In der SZ gratulieren Jakob Biazza und Kathleen Hildebrand Taylor Swift zu dem Marketing-Coup, mal eben so einen Social-Media-Wirbelsturm um ihre Albumankündigung auszulösen: Sie "verschwand hinter der Bühne und schwupps war diese Neuigkeit in allen sozialen Medien nachzulesen. ... Überraschend hingegen mag man den Albumtitel selbst finden", denn "was sollen Taylor Swifts tendenziell weibliche, traditionell jugendliche, also 13- bis 19-jährige Fans damit anfangen?" Doch "auch wenn dieser Albumtitel erst mal nach klassischeren und deshalb von vielen als höher empfundenen künstlerischen Weihen klingen mag, ist der Gestus des an der Welt, dem Leben oder einfach nur sich selbst leidenden Künstlers natürlich durchaus einer, mit dem Teenagermädchen viel anfangen können. Vielleicht kann man sogar sagen, dass gerade sie die Zielgruppe sind für die ästhetischen Insignien, die Taylor Swift mit den 'Tortured Poets' bedient. ... Wahrscheinlich ist es nämlich so: Taylor Swift mutet ihren Fans hier nichts Neues zu, sondern weiß wieder mal ganz genau, was sie ihnen anbieten muss."

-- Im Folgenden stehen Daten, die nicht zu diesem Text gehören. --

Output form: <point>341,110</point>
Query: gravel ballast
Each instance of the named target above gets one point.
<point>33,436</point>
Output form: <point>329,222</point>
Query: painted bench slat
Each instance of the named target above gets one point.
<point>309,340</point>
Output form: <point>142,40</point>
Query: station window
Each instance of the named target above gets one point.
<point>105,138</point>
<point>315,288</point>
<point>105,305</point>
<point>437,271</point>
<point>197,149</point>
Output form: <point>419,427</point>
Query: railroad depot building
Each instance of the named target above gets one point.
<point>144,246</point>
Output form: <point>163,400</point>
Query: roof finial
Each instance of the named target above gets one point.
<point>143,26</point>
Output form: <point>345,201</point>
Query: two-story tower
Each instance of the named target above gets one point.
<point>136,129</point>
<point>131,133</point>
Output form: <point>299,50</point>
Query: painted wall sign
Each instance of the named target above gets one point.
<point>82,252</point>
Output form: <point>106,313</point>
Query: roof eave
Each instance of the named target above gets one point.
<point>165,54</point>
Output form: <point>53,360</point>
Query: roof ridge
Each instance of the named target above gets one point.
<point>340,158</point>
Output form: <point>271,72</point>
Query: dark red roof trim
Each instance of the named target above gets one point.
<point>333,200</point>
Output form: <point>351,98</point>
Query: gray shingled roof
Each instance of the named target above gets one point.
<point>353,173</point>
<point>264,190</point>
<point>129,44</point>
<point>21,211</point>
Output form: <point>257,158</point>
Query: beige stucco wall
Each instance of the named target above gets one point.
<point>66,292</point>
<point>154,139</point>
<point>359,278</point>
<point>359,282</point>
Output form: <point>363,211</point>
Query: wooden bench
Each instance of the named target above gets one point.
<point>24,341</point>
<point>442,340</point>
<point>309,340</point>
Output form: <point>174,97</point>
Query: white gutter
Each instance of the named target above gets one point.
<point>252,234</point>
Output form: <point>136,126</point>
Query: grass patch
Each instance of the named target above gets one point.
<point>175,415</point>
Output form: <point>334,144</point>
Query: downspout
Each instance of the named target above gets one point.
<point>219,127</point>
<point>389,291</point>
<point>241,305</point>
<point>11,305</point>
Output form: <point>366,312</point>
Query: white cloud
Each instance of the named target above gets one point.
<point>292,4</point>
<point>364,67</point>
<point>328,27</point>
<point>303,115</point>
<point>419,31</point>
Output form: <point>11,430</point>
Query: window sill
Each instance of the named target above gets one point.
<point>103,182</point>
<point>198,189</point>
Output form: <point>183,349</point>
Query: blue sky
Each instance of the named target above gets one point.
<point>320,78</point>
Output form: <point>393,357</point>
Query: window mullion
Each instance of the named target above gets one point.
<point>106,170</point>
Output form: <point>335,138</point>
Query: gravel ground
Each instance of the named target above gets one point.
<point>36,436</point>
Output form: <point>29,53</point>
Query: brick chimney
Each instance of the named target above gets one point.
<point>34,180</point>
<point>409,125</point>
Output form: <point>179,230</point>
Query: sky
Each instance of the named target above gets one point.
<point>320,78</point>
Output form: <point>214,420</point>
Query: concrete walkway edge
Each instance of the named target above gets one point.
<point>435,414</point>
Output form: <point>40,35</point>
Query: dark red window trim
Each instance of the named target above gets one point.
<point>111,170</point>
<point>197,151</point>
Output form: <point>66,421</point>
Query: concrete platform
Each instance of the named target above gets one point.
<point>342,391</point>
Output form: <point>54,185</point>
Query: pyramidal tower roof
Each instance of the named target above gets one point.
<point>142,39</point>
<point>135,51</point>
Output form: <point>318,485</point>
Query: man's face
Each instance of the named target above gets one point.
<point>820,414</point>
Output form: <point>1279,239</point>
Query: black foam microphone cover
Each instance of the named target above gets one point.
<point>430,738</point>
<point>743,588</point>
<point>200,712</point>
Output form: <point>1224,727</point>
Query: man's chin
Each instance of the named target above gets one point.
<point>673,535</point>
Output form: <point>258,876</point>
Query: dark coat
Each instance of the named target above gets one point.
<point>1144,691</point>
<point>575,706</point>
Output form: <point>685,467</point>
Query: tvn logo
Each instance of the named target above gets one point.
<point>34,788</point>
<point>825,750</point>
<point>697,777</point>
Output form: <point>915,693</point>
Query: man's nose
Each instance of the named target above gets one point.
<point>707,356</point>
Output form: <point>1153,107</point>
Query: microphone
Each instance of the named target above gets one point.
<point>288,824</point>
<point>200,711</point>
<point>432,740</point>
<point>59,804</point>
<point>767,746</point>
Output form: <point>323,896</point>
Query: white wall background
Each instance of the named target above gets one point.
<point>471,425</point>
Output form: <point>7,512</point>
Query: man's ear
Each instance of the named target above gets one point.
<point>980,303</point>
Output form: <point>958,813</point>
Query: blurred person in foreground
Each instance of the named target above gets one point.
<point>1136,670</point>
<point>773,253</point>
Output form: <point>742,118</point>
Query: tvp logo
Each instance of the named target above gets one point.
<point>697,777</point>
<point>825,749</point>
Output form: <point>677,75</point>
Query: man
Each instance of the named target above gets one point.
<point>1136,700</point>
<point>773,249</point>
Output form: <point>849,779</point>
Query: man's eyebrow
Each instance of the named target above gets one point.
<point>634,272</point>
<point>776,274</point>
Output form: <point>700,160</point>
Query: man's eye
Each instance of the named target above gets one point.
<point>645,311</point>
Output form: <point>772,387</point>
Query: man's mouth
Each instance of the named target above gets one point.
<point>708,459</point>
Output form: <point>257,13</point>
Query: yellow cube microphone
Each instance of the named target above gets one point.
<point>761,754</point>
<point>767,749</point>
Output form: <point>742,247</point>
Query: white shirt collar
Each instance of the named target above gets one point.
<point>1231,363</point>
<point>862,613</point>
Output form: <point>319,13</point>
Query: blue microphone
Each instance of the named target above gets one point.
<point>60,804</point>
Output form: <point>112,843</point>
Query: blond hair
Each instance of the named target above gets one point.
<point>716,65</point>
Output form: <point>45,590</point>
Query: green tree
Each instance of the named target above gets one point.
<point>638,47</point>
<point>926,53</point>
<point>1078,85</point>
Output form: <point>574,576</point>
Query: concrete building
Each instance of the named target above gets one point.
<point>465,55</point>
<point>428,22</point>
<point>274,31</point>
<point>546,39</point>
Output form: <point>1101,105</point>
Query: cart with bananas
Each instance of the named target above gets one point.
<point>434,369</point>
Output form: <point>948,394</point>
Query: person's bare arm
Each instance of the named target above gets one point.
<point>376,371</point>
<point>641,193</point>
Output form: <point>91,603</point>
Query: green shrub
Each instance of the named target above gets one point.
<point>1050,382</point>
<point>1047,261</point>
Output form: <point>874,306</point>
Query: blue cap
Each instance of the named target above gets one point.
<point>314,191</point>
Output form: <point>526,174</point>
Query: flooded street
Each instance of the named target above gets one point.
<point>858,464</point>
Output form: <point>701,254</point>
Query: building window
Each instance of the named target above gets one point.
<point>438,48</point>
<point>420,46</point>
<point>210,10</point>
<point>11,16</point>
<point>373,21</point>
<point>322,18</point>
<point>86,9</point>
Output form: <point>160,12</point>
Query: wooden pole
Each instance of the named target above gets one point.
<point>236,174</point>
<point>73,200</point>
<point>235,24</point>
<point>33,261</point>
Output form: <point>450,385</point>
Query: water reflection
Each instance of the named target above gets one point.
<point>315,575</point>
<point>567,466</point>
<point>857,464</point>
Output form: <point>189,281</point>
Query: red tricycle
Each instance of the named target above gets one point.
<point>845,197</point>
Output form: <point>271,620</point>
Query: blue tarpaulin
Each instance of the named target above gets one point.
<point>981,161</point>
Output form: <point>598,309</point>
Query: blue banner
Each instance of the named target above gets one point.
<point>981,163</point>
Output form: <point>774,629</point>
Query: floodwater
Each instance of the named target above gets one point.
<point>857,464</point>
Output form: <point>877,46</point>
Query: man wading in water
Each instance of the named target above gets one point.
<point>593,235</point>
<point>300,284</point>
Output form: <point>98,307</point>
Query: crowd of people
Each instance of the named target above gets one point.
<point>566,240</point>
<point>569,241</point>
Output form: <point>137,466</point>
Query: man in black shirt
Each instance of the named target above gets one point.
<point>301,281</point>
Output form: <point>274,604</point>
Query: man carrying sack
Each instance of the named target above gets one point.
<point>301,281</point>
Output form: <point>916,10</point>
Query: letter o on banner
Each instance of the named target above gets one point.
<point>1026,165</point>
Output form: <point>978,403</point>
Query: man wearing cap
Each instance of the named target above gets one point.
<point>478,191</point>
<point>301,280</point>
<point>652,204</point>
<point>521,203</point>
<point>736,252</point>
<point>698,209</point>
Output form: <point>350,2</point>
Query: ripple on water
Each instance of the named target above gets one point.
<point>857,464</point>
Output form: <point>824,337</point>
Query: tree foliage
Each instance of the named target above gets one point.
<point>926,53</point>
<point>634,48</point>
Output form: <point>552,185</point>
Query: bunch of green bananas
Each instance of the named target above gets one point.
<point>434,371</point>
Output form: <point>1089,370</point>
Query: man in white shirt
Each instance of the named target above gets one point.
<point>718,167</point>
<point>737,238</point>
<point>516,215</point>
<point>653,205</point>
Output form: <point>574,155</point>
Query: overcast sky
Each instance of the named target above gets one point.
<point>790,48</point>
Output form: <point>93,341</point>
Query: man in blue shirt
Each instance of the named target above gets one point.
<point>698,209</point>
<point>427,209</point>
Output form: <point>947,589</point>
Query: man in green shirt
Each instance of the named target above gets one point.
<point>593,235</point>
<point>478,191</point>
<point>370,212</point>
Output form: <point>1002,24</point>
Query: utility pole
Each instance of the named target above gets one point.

Der magischste Moment der Preisverleihung war allerdings Joni Mitchells Auftritt mit 80 Jahren, findet Michael Pilz in der Welt und staunt darüber, wie es der Branche gelingt, "auch noch im Jahr 2024, ein Musikgeschäft zu simulieren, das der Wertschöpfung von Tonaufnahmen dient, von Songs und Alben" - und dies wo doch "das Musikgeschäft seine Ware weitgehend entwertet hat". Der Rapper Killer Mike verließ erst die Grammy-Bühne mit Trophäen und dann die Veranstalung in Handschellen, berichtet Karl Fluch im Standard. Jakob Thaller (Standard) und Samir H. Köck (Presse) stellen den österreichischen Grammy-Gewinner Markus Illko vor.

Außerdem: Yelizaveta Landenberger resümiert für die taz das Berliner CTM-Festival.Die Republikaner fürchten Taylor Swifts Einfluss auf die US-Wahlen, schreibt Ji-Hun Kim im Freitag. Christian Meier wirft für die Welt einen Blick auf den Tantiemen-Konflikt zwischen Universal und TikTok, wo es - natürlich - auch um die Musik von Taylor Swift auf der Kurzvideo-Plattform geht. In der FAZ gratuliert Philipp Krohn dem Rockmusiker Al Kooper zum 90. Geburtstag.Besprochen wird die ARD-Dokuserie "HipHop - Made in Germany" (taz).